I think Shane was referring to his video that Wade cited in the original post in this thread: he had connected a Roam 3 and a BiNavi to the same power meter and went for a ride while dual-recording.
This was with the old SRM speed sensor. Here’s a histogram of speed as recorded by the old SRM head unit from about an hour of riding. Notice the pattern that looks like a comb with missing teeth. This was for one SRM/head unit, so I asked on the old Wattage List for riders to examine their own SRM data for specfic speeds and got several responses, all saying that combing back through years of data, they saw the same missing tooth pattern. At the time I thought it was just an oddity of ADC or DAC conversion, but I hadn’t yet come up with VE, which depends on acceleration. The reason why I recommend a speed sensor over GPS now is exactly because GPS speed readings are noisier than wheel speed sensors.
One other point: you all have been following the Romandie Feminin DQ fiasco? As @caley_fretz explains, it’s really about data fidelity and who owns those data. It turns out I’ve been examining speed and power data from riders during the same race and making comparisons across riders, and I think I can spot some revealing things. I’ve been doing that without exact GPS data but GPS data would make it simpler. Sometimes I can tell that a rider’s PM must be off, and I’ve had to exclude that rider’s data.
My point is that PM consistency for an individual for training purposes is probably good enough, but if you’re measuring an individual’s drag, or if you’re trying to uncover relative performance or relative behavior across individual riders, accuracy is pretty important.

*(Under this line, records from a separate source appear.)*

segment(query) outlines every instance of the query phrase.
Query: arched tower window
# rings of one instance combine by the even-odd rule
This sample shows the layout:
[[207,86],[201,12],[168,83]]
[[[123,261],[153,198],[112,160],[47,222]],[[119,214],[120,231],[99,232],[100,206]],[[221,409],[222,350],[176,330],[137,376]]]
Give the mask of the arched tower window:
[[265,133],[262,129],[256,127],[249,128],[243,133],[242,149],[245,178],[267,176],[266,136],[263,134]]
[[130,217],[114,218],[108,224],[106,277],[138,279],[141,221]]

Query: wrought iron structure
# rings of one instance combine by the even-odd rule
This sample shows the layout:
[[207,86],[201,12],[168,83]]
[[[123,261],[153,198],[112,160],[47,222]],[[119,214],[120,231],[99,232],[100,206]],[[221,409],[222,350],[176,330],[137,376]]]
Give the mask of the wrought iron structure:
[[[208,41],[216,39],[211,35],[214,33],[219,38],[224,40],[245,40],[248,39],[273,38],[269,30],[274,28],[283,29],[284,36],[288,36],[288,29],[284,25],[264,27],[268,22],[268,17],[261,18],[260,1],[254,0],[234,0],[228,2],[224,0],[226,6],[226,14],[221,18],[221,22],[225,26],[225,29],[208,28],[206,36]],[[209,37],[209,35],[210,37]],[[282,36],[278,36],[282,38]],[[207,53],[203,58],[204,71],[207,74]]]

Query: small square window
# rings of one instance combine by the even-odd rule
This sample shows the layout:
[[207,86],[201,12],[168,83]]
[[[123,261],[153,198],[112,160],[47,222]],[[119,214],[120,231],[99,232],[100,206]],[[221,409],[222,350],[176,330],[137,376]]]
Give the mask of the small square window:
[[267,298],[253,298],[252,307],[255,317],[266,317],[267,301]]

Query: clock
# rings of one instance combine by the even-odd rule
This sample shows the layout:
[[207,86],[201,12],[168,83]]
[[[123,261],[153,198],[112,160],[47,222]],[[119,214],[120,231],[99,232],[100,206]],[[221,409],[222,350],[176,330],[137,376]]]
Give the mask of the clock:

Another scenario that impacts the small group of inclined people, are those analyzing Aggregate Power Data of tens of thousands of users. The Discord had noticed that intervals.icu has on-by-default filters in place that “automatically detect power spikes over time”, which a decently trained anaerobic phenotype could easily trip and have their ride hidden from their training history, and consequently the aggregate user data. The threshold is very conservative – 30% or more above FTP over some X minutes.
We learned what motivated intervals.icu, was that some PMs have really bad power spikes, presumably when some are low on battery. This trashes not just your own dataset, but also the whole global dataset. Their % based on FTP used to be 20%, but lots of users complained so it was bumped to 30% (which people still trigger)
The more I look at interval’s aggregate data, the more it is apparent there are other filters being applied to make their final presented dataset as hygienic as possible. Not their fault at all, but a consequence of 1000’s of sensors out in the field, of which some are very noisy and polluting the global dataset. And it is unreasonable to expect every user to be hygienic with their data themselves, let alone know how to identify and correct anomalies.
…. btw….
I get that the prevailing use case for PM owners is to glance at their own data, and maybe their friends’ Strava. I get the use case I brought up above is far more esoteric, but it’s one of those things where if everyone’s Sensors and the pipeline that delivered the data streams to the final database worked near-flawlessly, then aggregate data would be far less unwieldy. I imagine large aggregates like TrainerRoad or even coaches working exclusively with online-clients have their own version of this, too.
But Noise & Loss gonna Noise & Loss.